The Resources of European Security -
Developing the EU Treaty Bases
for Police Cooperation and Judicial Cooperation
in Criminal Matters

Clemens Ladenburger

Dr. iur., LLM (Chicago). Member of the Legal Service of the European Com­mis­­sion 

This report traces the genesis, and analyses the structure, of the new provisions now included in the Treaty of Lisbon on police cooperation and judicial coopera­tion in criminal matters.
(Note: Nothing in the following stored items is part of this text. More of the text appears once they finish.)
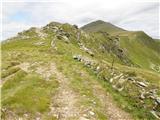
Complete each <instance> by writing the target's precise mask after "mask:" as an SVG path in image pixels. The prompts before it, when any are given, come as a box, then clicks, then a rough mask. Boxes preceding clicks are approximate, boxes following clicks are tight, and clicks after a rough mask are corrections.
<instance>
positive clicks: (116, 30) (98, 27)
mask: <svg viewBox="0 0 160 120" xmlns="http://www.w3.org/2000/svg"><path fill="white" fill-rule="evenodd" d="M82 29H83V30H84V31H88V32H97V31H103V32H108V33H114V32H122V31H125V30H124V29H122V28H119V27H117V26H115V25H113V24H111V23H108V22H104V21H102V20H97V21H95V22H92V23H89V24H87V25H84V26H83V27H82Z"/></svg>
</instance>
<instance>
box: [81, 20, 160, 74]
mask: <svg viewBox="0 0 160 120" xmlns="http://www.w3.org/2000/svg"><path fill="white" fill-rule="evenodd" d="M111 26H112V27H111ZM82 29H83V30H84V31H86V32H90V33H92V34H97V32H102V31H103V32H106V34H109V35H111V36H116V37H117V39H118V40H119V46H120V47H121V48H122V49H123V50H124V51H125V52H126V54H127V57H128V59H130V61H132V62H133V63H134V64H136V65H137V66H139V67H141V68H145V69H152V70H154V71H157V72H160V66H159V65H160V43H158V42H157V41H156V40H154V39H152V38H151V37H149V36H148V35H147V34H146V33H144V32H143V31H135V32H134V31H126V30H123V29H121V28H118V27H116V26H114V25H112V24H108V23H106V22H103V21H95V22H92V23H90V24H88V25H85V26H84V27H82ZM110 30H111V31H112V32H110ZM105 38H106V36H104V39H105Z"/></svg>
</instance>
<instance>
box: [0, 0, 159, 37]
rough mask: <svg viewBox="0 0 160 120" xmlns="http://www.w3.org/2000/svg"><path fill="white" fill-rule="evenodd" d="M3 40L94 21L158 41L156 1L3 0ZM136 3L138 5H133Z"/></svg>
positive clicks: (157, 20)
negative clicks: (119, 28) (145, 33)
mask: <svg viewBox="0 0 160 120" xmlns="http://www.w3.org/2000/svg"><path fill="white" fill-rule="evenodd" d="M2 1H3V3H2V9H1V10H2V11H1V13H2V14H1V15H2V16H1V19H0V20H1V21H2V24H3V29H2V32H1V34H2V40H4V39H7V38H9V37H12V36H14V35H16V33H17V32H20V31H22V30H24V29H28V28H30V27H33V26H37V27H40V26H44V25H46V24H47V23H49V22H51V21H57V22H62V23H66V22H67V23H71V24H77V25H79V26H82V25H85V24H87V23H89V22H92V21H95V20H103V21H106V22H111V23H112V24H114V25H117V26H119V27H122V28H124V29H127V30H143V31H145V32H146V33H147V34H149V35H150V36H151V37H153V38H160V34H159V28H160V24H159V9H160V4H159V1H158V0H155V1H154V0H152V1H151V0H150V1H149V2H148V1H146V0H143V2H142V0H141V2H138V1H140V0H134V2H133V1H131V0H2ZM135 1H137V2H135Z"/></svg>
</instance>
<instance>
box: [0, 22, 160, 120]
mask: <svg viewBox="0 0 160 120" xmlns="http://www.w3.org/2000/svg"><path fill="white" fill-rule="evenodd" d="M111 28H112V31H113V30H114V27H111ZM105 29H107V28H105ZM116 29H117V30H118V29H119V28H116ZM119 30H120V31H121V30H122V29H119ZM122 31H123V30H122ZM126 33H127V32H126ZM128 34H131V33H130V32H129V33H128ZM118 35H119V36H117V35H111V34H108V33H107V32H105V31H95V32H90V33H88V32H85V31H83V30H82V29H79V28H78V27H77V26H75V25H70V24H61V23H57V22H51V23H49V24H48V25H46V26H44V27H42V28H34V27H33V28H30V29H29V30H26V31H23V32H21V33H18V35H17V36H15V37H13V38H10V39H8V40H6V41H4V42H2V43H1V44H2V67H1V71H2V74H1V78H2V83H1V90H2V99H1V101H2V108H1V112H2V114H1V118H2V119H4V120H6V119H7V120H10V119H29V120H35V119H42V120H56V119H60V120H64V119H69V120H72V119H74V120H87V119H91V120H106V119H113V120H118V119H126V120H128V119H150V120H152V119H153V120H154V119H158V118H159V113H160V97H159V96H160V81H159V80H160V75H159V73H158V69H159V68H158V69H157V68H154V70H155V71H153V70H150V69H144V68H145V67H146V66H147V65H148V64H147V62H144V63H143V62H142V60H143V59H150V60H152V63H153V64H156V62H157V64H158V65H159V56H158V54H159V53H158V51H156V50H157V49H158V47H157V44H155V43H154V42H153V43H152V42H151V41H150V40H151V38H144V37H143V36H141V35H140V36H141V37H142V38H144V40H145V39H147V40H148V41H149V42H150V43H149V42H148V43H147V42H144V43H143V39H141V40H142V41H141V42H140V43H139V42H138V40H137V39H136V41H134V40H135V39H134V40H132V39H130V38H129V37H126V35H125V34H124V33H121V34H118ZM133 36H134V35H133ZM138 38H139V37H138ZM128 40H129V41H128ZM156 43H157V42H156ZM127 44H128V45H132V46H133V47H134V48H132V49H130V48H131V47H128V46H127ZM142 44H143V48H144V49H145V50H141V49H140V48H141V47H142ZM153 45H155V46H154V47H153ZM156 47H157V48H156ZM137 51H139V52H138V54H140V53H142V54H144V55H143V57H142V58H141V56H139V55H137ZM148 52H150V53H151V54H149V55H148V54H147V53H148ZM140 58H141V59H140ZM154 59H155V60H154ZM156 67H157V66H156ZM146 68H147V67H146Z"/></svg>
They are to be understood against the backdrop of institu­tional shortcomings of the present framework set out in the third pillar of the Euro­pean Union: a lack of efficiency and effectiveness, complexity, and problems of le­gitimacy. Thanks to the dynamics that developed in the European Convention in 2002-2003, these problems were addressed in the European Constitution of 2004, which foresaw a de facto “communitarisation” of the third pillar. This result is pre­served in the Treaty of Lisbon. The report explains the main factors that made it pos­sible to achieve this result: some special institutional arrangements, a thorough revision of the Union’s competencies, and extended opt-out/opt-in regimes. Fi­nally, the report looks at the radically changed Treaty foundations of Europol and Eurojust that, together with the possibility of creating a European Public Prosecu­tor’s Office, offer further institutional resources for European security.